Ce vide que je ressentais, cette sensation étrange d’évoluer dans un univers qui n’était plus le mien, n’est plus aujourd’hui. Ai-je trouvé ce que je cherchais ? Le bonheur ? Si ce n’est pas cela, je pense que je m’en rapproche dangereusement. Partir est certainement l’une des meilleures choses que j’ai faite jusqu’ici. Jamais, je n’aurais pu imaginer pouvoir me sentir aussi épanouie et sereine. La vie, ici, est différente, pas nécessairement mieux (qui suis-je pour juger ce genre de chose ?), mais ce qui est sûr, c’est qu’elle me correspond davantage. Comment, dans ces conditions, ne pas souhaiter transformer cette expatriation temporaire en quelque chose de plus permanent ? Même si, la décision est difficile à prendre… Revoir mes proches m’a fait réaliser combien cela me manque de ne plus les avoir au quotidien près de moi, et en même temps, comment tourner le dos à cette nouvelle routine qui me plait tant ? À ce sentiment d’être libre, d’être celle que je veux être sans crainte d’être jugée ? Alors oui, professionnellement parlant, mon parcours peut être vu comme chaotique, sans aucune logique… Aujourd’hui, mon rêve de devenir musher est mis entre parenthèse, dans l’attente de ma résidence permanente canadienne. Je priorise, sans perdre de vue l’objectif final : une cabane dans les bois, un chenil rempli de chiens exceptionnels, avec mon Homme pour partager le tout. Peu importe ce que les gens peuvent en penser… au risque peut-être de paraître égoïste… Je l’ai compris il y a plus de trois ans, quand j’ai quitté mon boulot d’ingénieur, le travail est secondaire pour moi. Travailler pour vivre, et non vivre pour travailler. Travailler est indispensable car tout se paie au quotidien, mais c’est loin d’être primordial. Mon inconstance professionnelle existe. Elle me permet de vivre confortablement sans oublier l’essentiel : vibrer à chaque instant, être en accord avec moi-même, mes convictions, mes valeurs, … Alors, oui, je suis partie, direction le Yukon, berceau des ruées vers l’or et de l’histoire des traîneaux à chiens.

Lily's road_Carcross
©Kelly Tabuteau

 

« Il est temps de vivre la vie que tu t’es imaginée. », Henry James.

 

HistoiresExpatriéesCet article participe au RDV #HistoiresExpatriées organisé par Lucie du blog L’Occhio Di Lucie. Chaque mois, aux alentours du 15, des blogueurs expatriés aux quatre coins du monde se retrouvent autour d’un thème imposé, pour échanger des anecdotes sur la vie hors de leur pays natal. J’ai tout de suite adoré le concept alors me voilà 🙂
Janvier 2018 : Pourquoi es-tu parti(e) ? – Marraine : Jéromine du blog L’archivoyageuse.

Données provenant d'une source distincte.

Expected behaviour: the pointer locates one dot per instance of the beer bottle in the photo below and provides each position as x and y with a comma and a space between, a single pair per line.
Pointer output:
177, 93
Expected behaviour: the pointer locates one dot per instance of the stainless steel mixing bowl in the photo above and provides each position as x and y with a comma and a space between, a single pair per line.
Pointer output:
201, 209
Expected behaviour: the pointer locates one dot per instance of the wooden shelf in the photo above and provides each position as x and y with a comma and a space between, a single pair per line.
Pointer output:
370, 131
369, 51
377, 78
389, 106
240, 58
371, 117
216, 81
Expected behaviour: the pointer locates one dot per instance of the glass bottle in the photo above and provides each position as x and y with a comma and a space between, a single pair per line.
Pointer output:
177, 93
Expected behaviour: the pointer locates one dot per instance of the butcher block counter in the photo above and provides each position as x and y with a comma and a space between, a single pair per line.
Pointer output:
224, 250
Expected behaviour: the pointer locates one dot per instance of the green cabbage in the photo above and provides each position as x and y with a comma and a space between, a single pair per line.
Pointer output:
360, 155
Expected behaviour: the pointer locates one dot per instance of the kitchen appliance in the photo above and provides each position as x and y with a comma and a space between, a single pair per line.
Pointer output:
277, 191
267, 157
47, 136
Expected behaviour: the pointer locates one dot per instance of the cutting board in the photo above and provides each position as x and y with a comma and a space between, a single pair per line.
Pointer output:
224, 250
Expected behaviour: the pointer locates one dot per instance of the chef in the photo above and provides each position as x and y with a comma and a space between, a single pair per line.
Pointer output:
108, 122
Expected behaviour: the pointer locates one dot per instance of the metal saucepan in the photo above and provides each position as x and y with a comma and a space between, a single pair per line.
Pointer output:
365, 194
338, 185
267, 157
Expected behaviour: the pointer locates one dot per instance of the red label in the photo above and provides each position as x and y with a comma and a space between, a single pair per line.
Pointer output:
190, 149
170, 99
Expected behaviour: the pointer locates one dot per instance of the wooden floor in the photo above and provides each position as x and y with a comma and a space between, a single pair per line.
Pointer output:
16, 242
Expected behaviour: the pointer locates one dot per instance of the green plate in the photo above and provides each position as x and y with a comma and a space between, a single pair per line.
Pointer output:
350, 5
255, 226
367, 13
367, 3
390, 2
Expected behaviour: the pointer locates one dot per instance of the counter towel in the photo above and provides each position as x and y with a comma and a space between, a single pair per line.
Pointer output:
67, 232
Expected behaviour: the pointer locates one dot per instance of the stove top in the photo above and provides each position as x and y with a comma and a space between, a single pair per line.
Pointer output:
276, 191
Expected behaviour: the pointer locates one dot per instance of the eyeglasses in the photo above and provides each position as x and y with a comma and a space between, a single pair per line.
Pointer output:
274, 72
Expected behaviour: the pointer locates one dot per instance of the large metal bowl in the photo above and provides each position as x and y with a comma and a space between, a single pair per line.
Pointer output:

17 réflexions sur “Histoires Expatriées | Pourquoi suis-je partie vivre à Whitehorse ?

  1. Je me retrouve beaucoup dans ton article. J’adore travailler et pourtant j’ai la même vision que toi de celui-ci : mon travail doit s’adapter à ma vie, pas en créer les conditions. Merci pour cet article, un vrai plaisir de lecture, et bonne route sur la quête du bonheur, de la cabane et de la vie simple ! (je viens de commencer Dans les forêts de Sibérie de Tesson, ça résonne pas mal comme thème héhé)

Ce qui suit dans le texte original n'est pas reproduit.